Arsa keringat dingin saat kursi roda itu sudah sampai tepat didepan pintu. Diluar kamar sudah ada Mama dan Ibu yang menatap kedatangan Arsa dengan haru. Mama memeluk Arsa dengan hangat, bahkan Arsa merasakan rintihan pilu Mama yang membuat Arsa semakin dirudung rasa takut. Berkali-kali Mama mengucapkan terimakasih kepada Arsa. Sekali lagi. seolah-olah berharap Arsa akan dapat membangunkan Bima dari tidur panjangnya.

Saat pintu kamar itu terbuka matanya seketika tertuju pada sosok tak berdaya di atas brankar. Arsa terpaku menatap Bima yang masih setia menutup mata. Ayah segera membawa Arsa mendekat kearah Bima sehingga ia bisa lebih mengenal jelas wajah Abangnya.

Beberapa luka aspal menghiasi wajah Bima sampai Arsa tidak dapat mengira betapa dasyatnya kecelakaan hari itu.

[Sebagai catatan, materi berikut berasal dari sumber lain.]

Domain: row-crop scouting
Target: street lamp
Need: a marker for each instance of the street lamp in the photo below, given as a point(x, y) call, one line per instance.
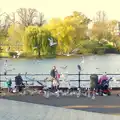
point(79, 70)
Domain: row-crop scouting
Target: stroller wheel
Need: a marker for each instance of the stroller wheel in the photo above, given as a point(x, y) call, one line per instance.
point(46, 94)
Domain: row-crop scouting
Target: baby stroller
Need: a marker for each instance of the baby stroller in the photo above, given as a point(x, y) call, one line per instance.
point(103, 88)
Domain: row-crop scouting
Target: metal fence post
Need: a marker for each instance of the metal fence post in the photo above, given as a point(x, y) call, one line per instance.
point(79, 78)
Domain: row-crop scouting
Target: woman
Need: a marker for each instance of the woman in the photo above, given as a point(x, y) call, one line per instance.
point(55, 78)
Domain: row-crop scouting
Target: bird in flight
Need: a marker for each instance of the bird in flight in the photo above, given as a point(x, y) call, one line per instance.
point(51, 42)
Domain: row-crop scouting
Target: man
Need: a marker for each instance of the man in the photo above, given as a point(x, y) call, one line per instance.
point(101, 80)
point(55, 81)
point(19, 82)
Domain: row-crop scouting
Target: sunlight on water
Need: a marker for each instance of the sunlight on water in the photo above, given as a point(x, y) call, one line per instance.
point(92, 64)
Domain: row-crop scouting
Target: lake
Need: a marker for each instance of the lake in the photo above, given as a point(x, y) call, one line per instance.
point(109, 63)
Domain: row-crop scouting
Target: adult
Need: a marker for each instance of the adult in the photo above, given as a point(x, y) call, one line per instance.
point(55, 78)
point(19, 82)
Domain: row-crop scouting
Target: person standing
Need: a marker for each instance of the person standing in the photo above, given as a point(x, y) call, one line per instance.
point(55, 78)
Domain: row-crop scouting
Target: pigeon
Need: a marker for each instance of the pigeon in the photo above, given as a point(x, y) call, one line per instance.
point(51, 42)
point(82, 60)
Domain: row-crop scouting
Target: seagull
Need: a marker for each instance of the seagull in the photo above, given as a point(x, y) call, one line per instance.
point(64, 67)
point(51, 42)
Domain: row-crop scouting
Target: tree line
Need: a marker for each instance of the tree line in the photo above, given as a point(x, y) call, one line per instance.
point(26, 30)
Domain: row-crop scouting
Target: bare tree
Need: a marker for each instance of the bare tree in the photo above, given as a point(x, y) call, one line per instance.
point(101, 16)
point(26, 16)
point(40, 19)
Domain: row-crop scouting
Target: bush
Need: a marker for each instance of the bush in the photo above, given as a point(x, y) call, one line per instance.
point(12, 54)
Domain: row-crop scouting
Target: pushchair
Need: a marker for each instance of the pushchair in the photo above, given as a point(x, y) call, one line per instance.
point(103, 88)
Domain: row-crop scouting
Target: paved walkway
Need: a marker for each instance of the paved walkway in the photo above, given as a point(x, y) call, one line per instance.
point(108, 105)
point(14, 110)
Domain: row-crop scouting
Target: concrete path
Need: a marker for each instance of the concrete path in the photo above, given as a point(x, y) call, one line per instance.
point(108, 105)
point(14, 110)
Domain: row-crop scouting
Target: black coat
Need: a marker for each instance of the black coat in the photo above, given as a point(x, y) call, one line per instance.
point(52, 73)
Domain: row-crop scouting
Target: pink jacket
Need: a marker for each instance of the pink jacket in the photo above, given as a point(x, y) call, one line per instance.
point(102, 78)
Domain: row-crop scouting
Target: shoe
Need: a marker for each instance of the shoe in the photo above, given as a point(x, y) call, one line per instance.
point(105, 94)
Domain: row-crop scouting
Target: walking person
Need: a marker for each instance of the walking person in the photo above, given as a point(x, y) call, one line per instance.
point(55, 78)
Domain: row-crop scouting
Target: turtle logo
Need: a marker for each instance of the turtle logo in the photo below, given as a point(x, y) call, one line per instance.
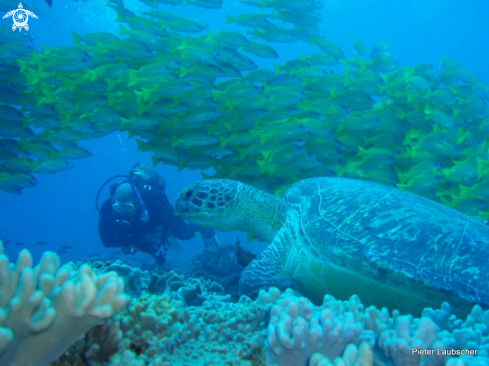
point(20, 17)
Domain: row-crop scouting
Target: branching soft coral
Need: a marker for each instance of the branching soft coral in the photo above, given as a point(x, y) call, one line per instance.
point(44, 310)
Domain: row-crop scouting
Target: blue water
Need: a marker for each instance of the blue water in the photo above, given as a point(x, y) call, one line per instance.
point(61, 208)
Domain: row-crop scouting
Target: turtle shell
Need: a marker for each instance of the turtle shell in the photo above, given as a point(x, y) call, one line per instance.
point(393, 248)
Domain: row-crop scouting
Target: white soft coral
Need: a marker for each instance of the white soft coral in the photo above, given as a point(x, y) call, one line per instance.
point(44, 310)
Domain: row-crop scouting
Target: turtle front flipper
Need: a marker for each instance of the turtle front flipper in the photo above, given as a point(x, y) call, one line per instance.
point(269, 268)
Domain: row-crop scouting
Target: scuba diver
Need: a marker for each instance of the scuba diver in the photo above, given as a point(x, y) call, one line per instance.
point(139, 217)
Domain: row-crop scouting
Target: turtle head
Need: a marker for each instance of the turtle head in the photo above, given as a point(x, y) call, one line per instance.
point(211, 203)
point(228, 205)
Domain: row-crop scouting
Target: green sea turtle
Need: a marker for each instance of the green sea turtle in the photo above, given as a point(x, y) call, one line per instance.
point(342, 237)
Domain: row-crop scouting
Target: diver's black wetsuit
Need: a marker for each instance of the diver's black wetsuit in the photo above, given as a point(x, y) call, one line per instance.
point(147, 236)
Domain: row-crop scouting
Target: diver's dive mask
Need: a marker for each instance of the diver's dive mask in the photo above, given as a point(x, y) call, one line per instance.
point(142, 173)
point(124, 208)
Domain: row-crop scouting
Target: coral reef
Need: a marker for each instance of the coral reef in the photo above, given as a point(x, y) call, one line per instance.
point(219, 265)
point(283, 329)
point(46, 309)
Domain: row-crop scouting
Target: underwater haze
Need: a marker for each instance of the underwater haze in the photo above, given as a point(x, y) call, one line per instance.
point(60, 209)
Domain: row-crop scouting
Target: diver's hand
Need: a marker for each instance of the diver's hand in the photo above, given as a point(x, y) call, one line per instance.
point(208, 233)
point(128, 250)
point(160, 259)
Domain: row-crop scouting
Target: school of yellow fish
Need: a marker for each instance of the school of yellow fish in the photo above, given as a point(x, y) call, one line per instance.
point(197, 100)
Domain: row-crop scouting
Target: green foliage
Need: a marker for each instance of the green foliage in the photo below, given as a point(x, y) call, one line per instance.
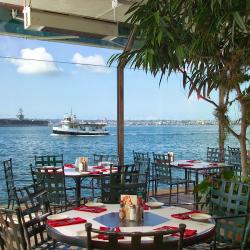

Lengannya terangkat untuk menyentuh sisi tangan Bima yang tidak di infus. Dingin. Membuat Arsa semakin takut. Arsa sudah berkali-kali membuang napasnya karena sesak.

"A.... Abang..?"

Arsa menggigit bibir bawahnya. Sepertinya ini pertama kali sejak ia tidak pernah menatap bahkan berbicara dengan Bima lagi.

Seketika air matanya menetes mengenai pipi, dengan kasar Arsa mengusapnya. Ia sangat takut saat ini. Sesak kembali memburunya. Sementara Ayah dengan sigap mengusap pundak Arsa memberi ketenangan.

"Abang.... "

"Maafin Arsa.... "

"Bangun, Bang.... Arsa rindu...."

Tidak lama kemudian Arsa melihat tetesan air mata Bima dari sudut matanya. Arsa merasa sangat bersalah. Ia benar-benar jahat.